Alternatively one could calculate the intersection of a line and a hyperplane using the parameter form, where a line is described by:

[px,py,pz,pw] = [p0x,p0y,p0z,p0w] + t * [p1x,p1y,p1z,p1w]

where the parameter t is any number

A hyperplane is described by:

[hx,hy,hz,hw] = [h0x,h0y,h0z,h0w] + a * [h1x,h1y,h1z,h1w] + b * [h2x,h2y,h2z,h2w] + c * [h3x,h3y,h3z,h3w]

Now the intersection point can be found by solving:

[px,py,pz,pw] = [hx,hy,hz,hw]

or more explicit:

[p0x,p0y,p0z,p0w] + t * [p1x,p1y,p1z,p1w] = [h0x,h0y,h0z,h0w] + a * [h1x,h1y,h1z,h1w] + b * [h2x,h2y,h2z,h2w] + c * [h3x,h3y,h3z,h3w]

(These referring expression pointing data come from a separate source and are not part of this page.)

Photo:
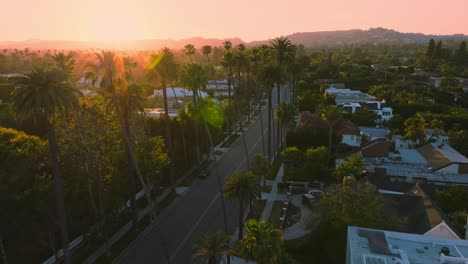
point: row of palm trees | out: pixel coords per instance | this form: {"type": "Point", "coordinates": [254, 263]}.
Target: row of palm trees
{"type": "Point", "coordinates": [47, 92]}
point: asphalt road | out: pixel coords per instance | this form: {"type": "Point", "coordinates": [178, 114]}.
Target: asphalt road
{"type": "Point", "coordinates": [172, 237]}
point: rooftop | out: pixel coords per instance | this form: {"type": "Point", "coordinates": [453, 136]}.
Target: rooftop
{"type": "Point", "coordinates": [366, 246]}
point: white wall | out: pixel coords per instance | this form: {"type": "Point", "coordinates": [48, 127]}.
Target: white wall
{"type": "Point", "coordinates": [351, 140]}
{"type": "Point", "coordinates": [452, 168]}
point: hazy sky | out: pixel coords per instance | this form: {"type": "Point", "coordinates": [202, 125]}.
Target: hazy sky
{"type": "Point", "coordinates": [247, 19]}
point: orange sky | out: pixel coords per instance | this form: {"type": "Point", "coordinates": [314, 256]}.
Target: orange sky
{"type": "Point", "coordinates": [247, 19]}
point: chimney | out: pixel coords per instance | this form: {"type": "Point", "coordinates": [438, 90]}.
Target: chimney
{"type": "Point", "coordinates": [466, 228]}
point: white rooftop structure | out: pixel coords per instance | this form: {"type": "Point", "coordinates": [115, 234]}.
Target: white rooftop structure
{"type": "Point", "coordinates": [374, 246]}
{"type": "Point", "coordinates": [178, 92]}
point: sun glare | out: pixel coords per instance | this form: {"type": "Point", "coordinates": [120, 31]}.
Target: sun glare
{"type": "Point", "coordinates": [114, 21]}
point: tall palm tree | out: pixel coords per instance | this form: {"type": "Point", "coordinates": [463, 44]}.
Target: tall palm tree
{"type": "Point", "coordinates": [268, 76]}
{"type": "Point", "coordinates": [194, 77]}
{"type": "Point", "coordinates": [262, 243]}
{"type": "Point", "coordinates": [189, 50]}
{"type": "Point", "coordinates": [282, 51]}
{"type": "Point", "coordinates": [110, 67]}
{"type": "Point", "coordinates": [227, 62]}
{"type": "Point", "coordinates": [285, 113]}
{"type": "Point", "coordinates": [243, 187]}
{"type": "Point", "coordinates": [206, 50]}
{"type": "Point", "coordinates": [163, 64]}
{"type": "Point", "coordinates": [331, 114]}
{"type": "Point", "coordinates": [212, 248]}
{"type": "Point", "coordinates": [40, 95]}
{"type": "Point", "coordinates": [129, 64]}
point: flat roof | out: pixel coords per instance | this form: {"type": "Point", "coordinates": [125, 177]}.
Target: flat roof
{"type": "Point", "coordinates": [366, 246]}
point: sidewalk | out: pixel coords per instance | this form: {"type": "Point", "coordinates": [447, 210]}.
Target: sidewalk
{"type": "Point", "coordinates": [273, 195]}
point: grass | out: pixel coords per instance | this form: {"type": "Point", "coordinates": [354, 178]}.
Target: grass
{"type": "Point", "coordinates": [276, 213]}
{"type": "Point", "coordinates": [294, 214]}
{"type": "Point", "coordinates": [274, 168]}
{"type": "Point", "coordinates": [257, 209]}
{"type": "Point", "coordinates": [266, 188]}
{"type": "Point", "coordinates": [230, 140]}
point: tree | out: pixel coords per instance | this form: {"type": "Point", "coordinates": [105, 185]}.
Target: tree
{"type": "Point", "coordinates": [107, 65]}
{"type": "Point", "coordinates": [269, 75]}
{"type": "Point", "coordinates": [212, 248]}
{"type": "Point", "coordinates": [352, 166]}
{"type": "Point", "coordinates": [262, 243]}
{"type": "Point", "coordinates": [415, 129]}
{"type": "Point", "coordinates": [283, 51]}
{"type": "Point", "coordinates": [194, 77]}
{"type": "Point", "coordinates": [41, 95]}
{"type": "Point", "coordinates": [331, 114]}
{"type": "Point", "coordinates": [243, 187]}
{"type": "Point", "coordinates": [163, 65]}
{"type": "Point", "coordinates": [260, 167]}
{"type": "Point", "coordinates": [189, 50]}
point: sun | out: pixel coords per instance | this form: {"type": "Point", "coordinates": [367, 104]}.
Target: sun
{"type": "Point", "coordinates": [115, 20]}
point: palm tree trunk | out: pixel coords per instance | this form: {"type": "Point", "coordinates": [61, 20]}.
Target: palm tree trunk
{"type": "Point", "coordinates": [241, 220]}
{"type": "Point", "coordinates": [329, 144]}
{"type": "Point", "coordinates": [58, 188]}
{"type": "Point", "coordinates": [3, 251]}
{"type": "Point", "coordinates": [196, 127]}
{"type": "Point", "coordinates": [278, 127]}
{"type": "Point", "coordinates": [184, 144]}
{"type": "Point", "coordinates": [169, 137]}
{"type": "Point", "coordinates": [269, 125]}
{"type": "Point", "coordinates": [126, 136]}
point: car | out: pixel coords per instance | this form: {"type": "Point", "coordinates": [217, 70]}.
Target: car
{"type": "Point", "coordinates": [315, 192]}
{"type": "Point", "coordinates": [203, 174]}
{"type": "Point", "coordinates": [308, 198]}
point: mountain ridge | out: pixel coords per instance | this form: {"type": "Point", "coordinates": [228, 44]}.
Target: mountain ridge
{"type": "Point", "coordinates": [308, 39]}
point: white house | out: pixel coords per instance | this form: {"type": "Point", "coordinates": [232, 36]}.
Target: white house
{"type": "Point", "coordinates": [351, 135]}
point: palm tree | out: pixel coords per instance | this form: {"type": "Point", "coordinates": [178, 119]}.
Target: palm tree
{"type": "Point", "coordinates": [285, 113]}
{"type": "Point", "coordinates": [331, 114]}
{"type": "Point", "coordinates": [129, 64]}
{"type": "Point", "coordinates": [260, 167]}
{"type": "Point", "coordinates": [40, 95]}
{"type": "Point", "coordinates": [268, 76]}
{"type": "Point", "coordinates": [212, 248]}
{"type": "Point", "coordinates": [243, 187]}
{"type": "Point", "coordinates": [107, 66]}
{"type": "Point", "coordinates": [189, 51]}
{"type": "Point", "coordinates": [282, 51]}
{"type": "Point", "coordinates": [163, 64]}
{"type": "Point", "coordinates": [262, 243]}
{"type": "Point", "coordinates": [194, 77]}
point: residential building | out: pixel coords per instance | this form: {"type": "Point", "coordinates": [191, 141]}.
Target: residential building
{"type": "Point", "coordinates": [350, 134]}
{"type": "Point", "coordinates": [353, 100]}
{"type": "Point", "coordinates": [366, 246]}
{"type": "Point", "coordinates": [219, 87]}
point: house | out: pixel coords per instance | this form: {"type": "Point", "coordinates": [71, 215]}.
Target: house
{"type": "Point", "coordinates": [437, 136]}
{"type": "Point", "coordinates": [351, 101]}
{"type": "Point", "coordinates": [219, 87]}
{"type": "Point", "coordinates": [350, 133]}
{"type": "Point", "coordinates": [365, 246]}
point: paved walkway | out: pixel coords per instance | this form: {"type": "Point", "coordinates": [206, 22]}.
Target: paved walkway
{"type": "Point", "coordinates": [273, 195]}
{"type": "Point", "coordinates": [300, 228]}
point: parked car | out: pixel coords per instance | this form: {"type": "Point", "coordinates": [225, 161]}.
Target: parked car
{"type": "Point", "coordinates": [308, 199]}
{"type": "Point", "coordinates": [315, 192]}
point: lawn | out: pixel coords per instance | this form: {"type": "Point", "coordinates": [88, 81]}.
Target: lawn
{"type": "Point", "coordinates": [230, 140]}
{"type": "Point", "coordinates": [276, 213]}
{"type": "Point", "coordinates": [257, 209]}
{"type": "Point", "coordinates": [274, 168]}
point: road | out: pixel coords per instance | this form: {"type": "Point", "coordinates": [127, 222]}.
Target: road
{"type": "Point", "coordinates": [172, 237]}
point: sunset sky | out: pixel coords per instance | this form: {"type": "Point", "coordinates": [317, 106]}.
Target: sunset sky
{"type": "Point", "coordinates": [248, 19]}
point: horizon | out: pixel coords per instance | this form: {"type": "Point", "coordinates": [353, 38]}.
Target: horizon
{"type": "Point", "coordinates": [227, 37]}
{"type": "Point", "coordinates": [118, 20]}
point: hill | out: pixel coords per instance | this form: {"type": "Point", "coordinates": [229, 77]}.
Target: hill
{"type": "Point", "coordinates": [308, 39]}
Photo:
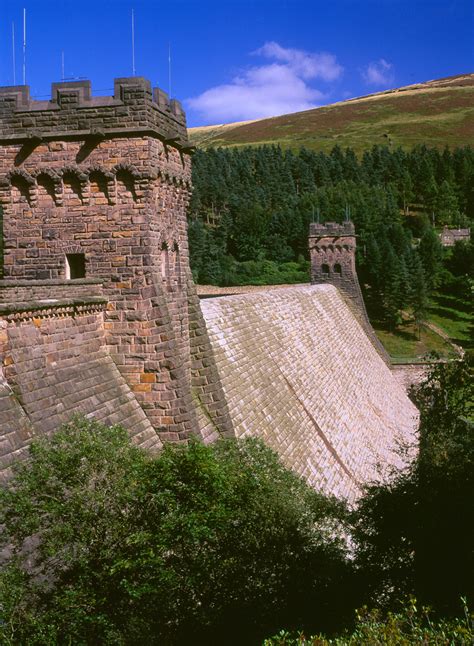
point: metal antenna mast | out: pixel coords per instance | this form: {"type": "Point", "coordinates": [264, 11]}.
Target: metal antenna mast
{"type": "Point", "coordinates": [169, 69]}
{"type": "Point", "coordinates": [24, 46]}
{"type": "Point", "coordinates": [133, 42]}
{"type": "Point", "coordinates": [13, 53]}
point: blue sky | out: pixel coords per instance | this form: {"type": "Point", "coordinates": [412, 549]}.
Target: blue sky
{"type": "Point", "coordinates": [241, 59]}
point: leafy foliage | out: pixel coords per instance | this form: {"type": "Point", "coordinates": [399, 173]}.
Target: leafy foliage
{"type": "Point", "coordinates": [254, 205]}
{"type": "Point", "coordinates": [110, 545]}
{"type": "Point", "coordinates": [409, 626]}
{"type": "Point", "coordinates": [415, 534]}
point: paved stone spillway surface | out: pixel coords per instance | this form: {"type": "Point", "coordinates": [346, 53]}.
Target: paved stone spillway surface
{"type": "Point", "coordinates": [299, 372]}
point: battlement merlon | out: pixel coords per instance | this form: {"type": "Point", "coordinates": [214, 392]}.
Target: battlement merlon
{"type": "Point", "coordinates": [331, 230]}
{"type": "Point", "coordinates": [73, 113]}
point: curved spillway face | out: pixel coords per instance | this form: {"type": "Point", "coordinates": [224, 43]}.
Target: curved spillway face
{"type": "Point", "coordinates": [299, 371]}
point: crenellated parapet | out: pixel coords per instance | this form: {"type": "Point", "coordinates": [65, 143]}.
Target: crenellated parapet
{"type": "Point", "coordinates": [98, 188]}
{"type": "Point", "coordinates": [72, 112]}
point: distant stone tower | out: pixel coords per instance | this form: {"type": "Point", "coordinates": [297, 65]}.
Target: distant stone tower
{"type": "Point", "coordinates": [332, 250]}
{"type": "Point", "coordinates": [97, 187]}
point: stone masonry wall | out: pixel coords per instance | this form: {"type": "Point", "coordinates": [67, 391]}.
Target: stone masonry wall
{"type": "Point", "coordinates": [107, 179]}
{"type": "Point", "coordinates": [332, 251]}
{"type": "Point", "coordinates": [299, 372]}
{"type": "Point", "coordinates": [54, 363]}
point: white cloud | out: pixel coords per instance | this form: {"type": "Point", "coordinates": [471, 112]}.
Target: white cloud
{"type": "Point", "coordinates": [277, 87]}
{"type": "Point", "coordinates": [379, 73]}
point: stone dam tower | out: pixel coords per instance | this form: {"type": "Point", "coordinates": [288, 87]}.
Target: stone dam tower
{"type": "Point", "coordinates": [332, 249]}
{"type": "Point", "coordinates": [94, 192]}
{"type": "Point", "coordinates": [99, 314]}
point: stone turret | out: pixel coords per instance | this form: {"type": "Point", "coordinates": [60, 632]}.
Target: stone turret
{"type": "Point", "coordinates": [97, 188]}
{"type": "Point", "coordinates": [332, 249]}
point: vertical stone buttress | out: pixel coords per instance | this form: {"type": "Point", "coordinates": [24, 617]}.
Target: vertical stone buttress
{"type": "Point", "coordinates": [332, 250]}
{"type": "Point", "coordinates": [99, 187]}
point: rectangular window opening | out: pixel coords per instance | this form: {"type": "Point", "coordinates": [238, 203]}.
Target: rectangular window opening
{"type": "Point", "coordinates": [75, 266]}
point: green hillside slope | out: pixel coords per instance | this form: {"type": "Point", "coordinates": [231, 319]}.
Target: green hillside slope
{"type": "Point", "coordinates": [436, 113]}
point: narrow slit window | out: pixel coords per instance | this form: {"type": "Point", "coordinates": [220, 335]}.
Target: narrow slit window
{"type": "Point", "coordinates": [75, 266]}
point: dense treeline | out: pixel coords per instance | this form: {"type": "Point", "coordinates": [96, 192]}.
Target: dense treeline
{"type": "Point", "coordinates": [251, 210]}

There are 4 equations (one for each dimension x,y,z,w) and 4 unknowns (a,b,c,t) which can be solved unless the line is parallel to the hyperplane.

The thoughts above are subject to analytical geometry in 4D (where the w component represents an own separate dimension) and they should not be mixed up with homogeneous coordinates (where the w component is used to integrate the translation/projection into 4D matrices and is discarded near the end of graphics pipeline by the perspective divide).